In the statement, the French Foreign Ministry acknowledged that the latest report “brings new elements to answer questions from the IAEA,” but it added that “important uncertainties remain, in particular on activities that could have a military nuclear dimension.” A number of Western countries suspect Iran of at least working for a civilian/military duality in its nuclear program and of enriching uranium that could be used later to make a nuclear weapon.
The Vienna-based International Atomic Energy Agency (IAEA) said on Friday that it was still not in a position to offer a verdict on Tehran’s nuclear ambitions.

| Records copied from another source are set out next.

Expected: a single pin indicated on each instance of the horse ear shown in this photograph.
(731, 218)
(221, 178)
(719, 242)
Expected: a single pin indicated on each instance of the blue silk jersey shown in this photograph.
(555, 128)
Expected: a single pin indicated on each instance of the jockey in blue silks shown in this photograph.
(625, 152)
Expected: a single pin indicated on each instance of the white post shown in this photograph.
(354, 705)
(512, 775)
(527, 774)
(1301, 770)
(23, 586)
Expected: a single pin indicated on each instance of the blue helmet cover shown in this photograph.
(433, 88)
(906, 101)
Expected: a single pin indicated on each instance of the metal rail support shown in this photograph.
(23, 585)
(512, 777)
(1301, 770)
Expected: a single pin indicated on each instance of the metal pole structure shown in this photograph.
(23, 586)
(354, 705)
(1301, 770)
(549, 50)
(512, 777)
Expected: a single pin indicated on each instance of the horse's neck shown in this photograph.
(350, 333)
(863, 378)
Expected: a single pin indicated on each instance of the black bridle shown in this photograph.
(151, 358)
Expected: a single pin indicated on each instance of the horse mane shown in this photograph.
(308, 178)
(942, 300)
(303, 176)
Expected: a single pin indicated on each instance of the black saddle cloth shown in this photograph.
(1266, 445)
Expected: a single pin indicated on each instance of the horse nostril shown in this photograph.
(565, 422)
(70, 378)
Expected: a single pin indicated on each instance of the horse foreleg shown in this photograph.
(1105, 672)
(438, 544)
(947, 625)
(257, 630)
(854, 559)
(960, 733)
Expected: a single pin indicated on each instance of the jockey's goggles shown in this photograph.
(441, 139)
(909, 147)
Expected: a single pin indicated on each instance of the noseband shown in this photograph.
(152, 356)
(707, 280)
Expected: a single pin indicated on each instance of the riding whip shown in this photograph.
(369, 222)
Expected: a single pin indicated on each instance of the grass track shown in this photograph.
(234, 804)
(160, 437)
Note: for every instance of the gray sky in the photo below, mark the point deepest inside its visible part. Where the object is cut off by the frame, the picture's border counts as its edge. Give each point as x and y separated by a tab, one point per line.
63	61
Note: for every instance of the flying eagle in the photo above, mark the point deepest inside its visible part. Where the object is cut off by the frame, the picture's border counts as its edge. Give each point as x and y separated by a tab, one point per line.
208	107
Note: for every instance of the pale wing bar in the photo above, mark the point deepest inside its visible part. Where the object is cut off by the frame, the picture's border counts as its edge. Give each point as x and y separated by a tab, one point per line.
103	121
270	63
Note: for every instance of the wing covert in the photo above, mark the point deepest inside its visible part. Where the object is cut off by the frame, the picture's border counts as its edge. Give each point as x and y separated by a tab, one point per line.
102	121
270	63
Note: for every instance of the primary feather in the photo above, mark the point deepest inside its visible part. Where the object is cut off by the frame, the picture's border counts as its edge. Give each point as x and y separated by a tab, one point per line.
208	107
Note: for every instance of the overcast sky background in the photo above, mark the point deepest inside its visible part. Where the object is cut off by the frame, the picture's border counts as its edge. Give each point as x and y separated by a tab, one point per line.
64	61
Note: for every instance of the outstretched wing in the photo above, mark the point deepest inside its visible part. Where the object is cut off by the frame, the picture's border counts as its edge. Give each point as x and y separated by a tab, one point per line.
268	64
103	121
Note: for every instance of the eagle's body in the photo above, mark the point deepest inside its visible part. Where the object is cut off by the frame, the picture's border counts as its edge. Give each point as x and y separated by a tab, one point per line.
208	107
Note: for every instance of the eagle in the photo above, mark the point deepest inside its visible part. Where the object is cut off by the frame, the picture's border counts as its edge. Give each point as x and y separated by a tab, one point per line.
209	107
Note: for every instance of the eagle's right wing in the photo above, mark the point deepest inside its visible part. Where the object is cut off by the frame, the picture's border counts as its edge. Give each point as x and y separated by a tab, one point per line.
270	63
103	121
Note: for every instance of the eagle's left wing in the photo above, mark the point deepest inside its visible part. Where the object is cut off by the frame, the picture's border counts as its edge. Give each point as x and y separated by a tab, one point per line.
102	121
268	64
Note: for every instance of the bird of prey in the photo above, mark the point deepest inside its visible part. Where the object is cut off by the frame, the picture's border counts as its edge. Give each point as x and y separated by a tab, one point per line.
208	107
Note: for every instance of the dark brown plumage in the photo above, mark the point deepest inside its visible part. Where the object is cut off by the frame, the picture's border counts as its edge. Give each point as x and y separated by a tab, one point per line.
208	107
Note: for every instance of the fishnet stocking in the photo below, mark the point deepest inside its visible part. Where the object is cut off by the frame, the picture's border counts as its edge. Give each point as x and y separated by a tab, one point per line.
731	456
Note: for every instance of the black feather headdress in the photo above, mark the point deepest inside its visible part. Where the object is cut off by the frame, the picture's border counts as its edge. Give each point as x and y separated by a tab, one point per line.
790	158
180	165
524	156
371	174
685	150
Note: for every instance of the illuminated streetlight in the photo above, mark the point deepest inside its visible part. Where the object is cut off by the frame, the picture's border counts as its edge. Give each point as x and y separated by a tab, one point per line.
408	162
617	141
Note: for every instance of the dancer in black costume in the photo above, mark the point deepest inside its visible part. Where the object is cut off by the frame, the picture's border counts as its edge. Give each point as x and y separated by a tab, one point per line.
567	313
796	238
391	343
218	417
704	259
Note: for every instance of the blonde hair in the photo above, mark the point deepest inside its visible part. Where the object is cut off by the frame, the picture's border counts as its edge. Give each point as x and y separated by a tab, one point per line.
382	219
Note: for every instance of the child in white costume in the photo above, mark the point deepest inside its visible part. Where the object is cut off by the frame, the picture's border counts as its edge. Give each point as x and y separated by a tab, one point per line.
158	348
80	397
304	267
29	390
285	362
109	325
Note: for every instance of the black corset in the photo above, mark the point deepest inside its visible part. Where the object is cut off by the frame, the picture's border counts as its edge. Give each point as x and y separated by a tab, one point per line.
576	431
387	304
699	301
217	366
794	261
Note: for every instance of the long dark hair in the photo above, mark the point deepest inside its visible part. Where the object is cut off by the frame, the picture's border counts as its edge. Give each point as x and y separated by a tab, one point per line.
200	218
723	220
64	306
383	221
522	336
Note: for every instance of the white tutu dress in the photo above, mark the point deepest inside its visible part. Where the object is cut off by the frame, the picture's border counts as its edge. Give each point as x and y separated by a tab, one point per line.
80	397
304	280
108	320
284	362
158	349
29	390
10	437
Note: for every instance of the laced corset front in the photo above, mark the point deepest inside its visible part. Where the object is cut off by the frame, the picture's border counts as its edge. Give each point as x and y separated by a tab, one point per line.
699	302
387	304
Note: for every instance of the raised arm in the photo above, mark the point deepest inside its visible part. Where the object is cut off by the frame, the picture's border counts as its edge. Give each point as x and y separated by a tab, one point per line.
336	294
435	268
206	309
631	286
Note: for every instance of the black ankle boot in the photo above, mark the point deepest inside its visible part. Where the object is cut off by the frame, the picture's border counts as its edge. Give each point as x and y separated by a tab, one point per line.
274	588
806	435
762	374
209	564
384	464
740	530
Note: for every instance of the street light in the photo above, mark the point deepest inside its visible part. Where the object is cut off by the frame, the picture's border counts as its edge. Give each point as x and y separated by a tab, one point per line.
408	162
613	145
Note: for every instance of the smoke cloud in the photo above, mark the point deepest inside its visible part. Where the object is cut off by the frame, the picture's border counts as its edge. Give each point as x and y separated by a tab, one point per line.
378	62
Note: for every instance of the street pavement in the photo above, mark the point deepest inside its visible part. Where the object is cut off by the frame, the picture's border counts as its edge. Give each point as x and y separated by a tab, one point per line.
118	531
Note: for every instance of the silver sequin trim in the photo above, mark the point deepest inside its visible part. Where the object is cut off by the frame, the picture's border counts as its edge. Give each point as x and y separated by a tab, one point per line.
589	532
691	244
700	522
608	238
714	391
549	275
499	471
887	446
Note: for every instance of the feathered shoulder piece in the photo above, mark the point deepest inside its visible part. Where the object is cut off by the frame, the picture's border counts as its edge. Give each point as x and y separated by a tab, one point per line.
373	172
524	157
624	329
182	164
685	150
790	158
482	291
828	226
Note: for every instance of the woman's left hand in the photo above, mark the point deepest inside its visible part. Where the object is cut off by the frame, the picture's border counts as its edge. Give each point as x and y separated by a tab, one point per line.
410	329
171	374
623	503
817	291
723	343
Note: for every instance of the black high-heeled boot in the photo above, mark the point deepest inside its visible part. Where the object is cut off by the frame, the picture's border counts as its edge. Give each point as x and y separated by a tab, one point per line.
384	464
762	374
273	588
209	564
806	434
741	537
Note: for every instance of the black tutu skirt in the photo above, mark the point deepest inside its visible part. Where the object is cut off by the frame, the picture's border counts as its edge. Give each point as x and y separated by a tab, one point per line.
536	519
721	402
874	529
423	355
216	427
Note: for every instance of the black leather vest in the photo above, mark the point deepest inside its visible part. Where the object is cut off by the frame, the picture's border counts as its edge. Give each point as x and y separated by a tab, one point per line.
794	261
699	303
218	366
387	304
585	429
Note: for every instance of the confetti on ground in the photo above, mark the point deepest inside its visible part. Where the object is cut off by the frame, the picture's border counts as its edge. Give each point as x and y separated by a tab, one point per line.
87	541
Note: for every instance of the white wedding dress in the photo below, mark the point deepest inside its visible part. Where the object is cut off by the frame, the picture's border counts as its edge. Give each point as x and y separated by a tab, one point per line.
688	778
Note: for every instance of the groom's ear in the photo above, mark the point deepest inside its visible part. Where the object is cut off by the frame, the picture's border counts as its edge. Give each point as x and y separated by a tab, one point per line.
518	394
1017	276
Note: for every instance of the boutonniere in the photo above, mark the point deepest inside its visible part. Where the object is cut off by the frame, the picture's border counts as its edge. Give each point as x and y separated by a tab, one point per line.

In a confidential new report, the UN agency complained that Tehran was continuing to defy UN demands to halt uranium enrichment and had started developing faster and more efficient centrifuges to produce enriched uranium, which can be used to make the fissile material for a bomb.
In order to re-establish the trust of the international community, France said it is necessary for Iran to “suspend enrichment as demanded by the IAEA’s Board of Governors and the (UN) Security Council.”
“Our preference is to move to dialogue and negotiations to resolve the Iranian nuclear problem. We call once again on Iran to comply with its international obligations and finally allow, by suspending its sensitive activities, the opening of negotiations that we have called for,” said the French statement.